Spinal pain can originate from various structures within the spine, including discs, nerves, muscles, and vertebrae. The pain can be acute or chronic, localized or radiating, and it often affects the cervical (neck), thoracic (mid-back), or lumbar (lower back) regions. When the soft inner core of a disc bulges through a tear in the outer layer, it can press on nearby nerves, causing pain, numbness, or weakness. As discs age, they lose hydration and elasticity, leading to reduced cushioning and increased friction between vertebrae. Narrowing of the spinal canal can compress the spinal cord or nerves, resulting in pain, numbness, or weakness, particularly in the legs. Overuse, poor posture, or sudden movements can strain muscles and ligaments, leading to acute pain and limited movement [3, 4].

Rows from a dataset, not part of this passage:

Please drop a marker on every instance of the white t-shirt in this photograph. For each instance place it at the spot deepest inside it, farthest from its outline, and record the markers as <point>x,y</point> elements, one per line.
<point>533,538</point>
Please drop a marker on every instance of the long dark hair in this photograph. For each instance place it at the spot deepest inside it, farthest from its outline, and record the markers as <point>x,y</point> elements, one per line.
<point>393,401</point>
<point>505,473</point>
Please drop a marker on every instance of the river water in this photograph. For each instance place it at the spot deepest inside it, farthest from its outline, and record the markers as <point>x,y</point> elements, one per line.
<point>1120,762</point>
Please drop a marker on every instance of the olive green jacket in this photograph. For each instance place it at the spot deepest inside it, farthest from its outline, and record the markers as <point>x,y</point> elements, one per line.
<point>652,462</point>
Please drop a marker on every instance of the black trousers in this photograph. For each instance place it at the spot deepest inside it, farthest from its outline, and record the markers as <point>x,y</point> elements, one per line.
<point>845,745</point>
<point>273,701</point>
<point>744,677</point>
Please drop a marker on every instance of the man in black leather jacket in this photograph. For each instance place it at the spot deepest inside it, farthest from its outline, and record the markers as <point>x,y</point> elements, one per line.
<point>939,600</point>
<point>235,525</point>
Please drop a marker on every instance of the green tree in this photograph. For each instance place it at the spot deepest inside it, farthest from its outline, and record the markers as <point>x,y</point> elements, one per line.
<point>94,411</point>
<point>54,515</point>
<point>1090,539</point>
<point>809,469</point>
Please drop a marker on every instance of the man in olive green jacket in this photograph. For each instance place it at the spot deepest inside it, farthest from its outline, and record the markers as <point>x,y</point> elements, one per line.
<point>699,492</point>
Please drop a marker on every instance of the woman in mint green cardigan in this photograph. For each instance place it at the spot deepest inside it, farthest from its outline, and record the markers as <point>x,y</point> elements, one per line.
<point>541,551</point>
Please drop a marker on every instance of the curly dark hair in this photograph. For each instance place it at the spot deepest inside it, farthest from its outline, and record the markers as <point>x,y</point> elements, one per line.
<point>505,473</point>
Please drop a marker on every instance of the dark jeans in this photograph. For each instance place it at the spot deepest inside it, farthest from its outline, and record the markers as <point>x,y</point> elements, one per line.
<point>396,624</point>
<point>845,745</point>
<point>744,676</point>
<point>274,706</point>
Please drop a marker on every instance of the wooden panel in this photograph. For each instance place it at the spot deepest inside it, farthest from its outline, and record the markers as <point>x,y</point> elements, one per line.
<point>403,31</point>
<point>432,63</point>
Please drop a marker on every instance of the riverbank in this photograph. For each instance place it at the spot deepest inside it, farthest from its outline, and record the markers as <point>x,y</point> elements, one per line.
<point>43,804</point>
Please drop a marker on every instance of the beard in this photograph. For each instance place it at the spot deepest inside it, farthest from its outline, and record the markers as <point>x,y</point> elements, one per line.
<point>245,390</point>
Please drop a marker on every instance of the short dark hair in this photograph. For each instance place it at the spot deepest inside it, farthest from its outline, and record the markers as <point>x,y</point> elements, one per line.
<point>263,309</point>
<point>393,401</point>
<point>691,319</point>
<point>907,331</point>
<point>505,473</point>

Physical therapy focuses on treating spinal pain through a combination of exercises, manual techniques, and education. The primary goals are to alleviate pain, improve mobility, strengthen supporting muscles, and enhance overall function. Physical therapists employ various techniques to reduce pain and inflammation associated with spinal conditions. Modalities such as heat and cold therapy can provide temporary relief by reducing muscle spasms and inflammation. Heat therapy improves blood flow and relaxes tight muscles, while cold therapy reduces swelling and numbs the affected area [5, 6].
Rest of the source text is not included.